Januari 2012
ATAS desakkan Herudin, aku pun akhirnya mau menerima jatah ongkos kepulanganku. Karena yang sebenarnya adalah desakan dari Om Janni sendiri, aku tak bisa membantah lagi. Lagi pula, sudah hampir seminggu tahun 2012 kulewati di Jimbaran, tanpa satu hal pun yang berarti. Hanya canda riang dari Komang dan Ketut yang selalu menemani, sampai bosan menggelayuti batinku.

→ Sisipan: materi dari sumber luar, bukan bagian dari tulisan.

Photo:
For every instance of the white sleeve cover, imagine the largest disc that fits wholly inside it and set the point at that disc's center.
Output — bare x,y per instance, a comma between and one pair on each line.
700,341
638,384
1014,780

Semenjak aku putus dengan Liya, memang hubunganku dengan Komang kembali ceria. Karena tidak ada bayang-bayang Liya, aku pun mencoba dengan leluasanya mencari sinyal-sinyal atau tanda-tanda ‘mimpi’ yang ada di Komang. Siapa tahu tanda itu memang 'ngumpet' di sosok yang terlihat mustahil. Gadis Bali memang sulit, tapi tidak mustahil.
‘Kenapa bukan Kadek?’
Jawabannya adalah, ‘Karena Komang terlalu agresif menghalanginya, jalan akses untuk mendekati Kadek hampir tidak ada. Lagi pula Kadek sudah ada si Konjik!’
'Kenapa Komang?' why not?
Malam ini juga, aku kabari Komang bahwa aku akan pulang, besok. Komang mengirimkan icon tanda sedih dan menangis. Lalu, tidak lama, aku sudah dikagetkan dengan teriakan Herudin,
“Bi, dicariin, tuh!” serunya.
“Siapa?”
“Lihat aja sendiri!”
Aku beranjak dan aku melihat Komang sedang berdiri di depan teras. Dia memakai Kaos yang pernah aku kasih.

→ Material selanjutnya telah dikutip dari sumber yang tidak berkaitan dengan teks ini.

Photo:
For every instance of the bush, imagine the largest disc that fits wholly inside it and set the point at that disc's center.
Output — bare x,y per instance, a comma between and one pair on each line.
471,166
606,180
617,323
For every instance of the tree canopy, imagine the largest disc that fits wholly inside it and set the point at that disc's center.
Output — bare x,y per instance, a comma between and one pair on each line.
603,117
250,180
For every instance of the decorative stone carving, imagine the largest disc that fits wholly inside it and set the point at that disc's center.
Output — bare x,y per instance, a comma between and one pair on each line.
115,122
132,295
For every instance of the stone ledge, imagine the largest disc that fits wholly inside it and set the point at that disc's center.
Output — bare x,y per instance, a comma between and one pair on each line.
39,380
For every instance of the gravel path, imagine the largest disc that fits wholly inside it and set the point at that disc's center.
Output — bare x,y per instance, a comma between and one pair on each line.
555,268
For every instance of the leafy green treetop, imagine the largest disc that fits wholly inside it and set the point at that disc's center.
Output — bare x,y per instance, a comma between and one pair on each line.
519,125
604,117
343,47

“Mas, mau pulang?” katanya dengan mata sedikit berair dan nada yang hampir gemetar.
“Iya, Mang. Besok,” kataku lembut, lalu tertawa mencairkan suasana. “Kamu mau nangis, nangisin aku pergi ya?” candaku.
Komang akhirnya tersenyum, “Ih, enak aja,” tukasnya, sambil menyembunyikan matanya yang berkaca-kaca.
“Mas mau ke sini lagi kan?” lanjutnya.
Aku mengangguk, “Tapi, nggak janji!”
“Ahhhhhh...” Komang menjadi-jadi. Akhirnya ada sedikit tangisan.
“Cup...cup... sudah...sudah....! jangan nangis ah, malu!” kataku. “Jangan nangis, entar aku cubit loh!!”
Malah aku yang dicubit dengan cubitan yang tiada tara sakitnya. Aku teriak sejadi-jadinya.
“Mas, balik lagi ke sini, loh! Harus!” serunya.
“Iya... iya...!!” sambil kesakitan.
Lalu, dia menengadahkan tangannya. Aku kira akan mendoakanku.
“Mana kenang-kenangannya?” cletusnya manyun. “Siapa tahu, Mas nggak datang ke sini lagi!”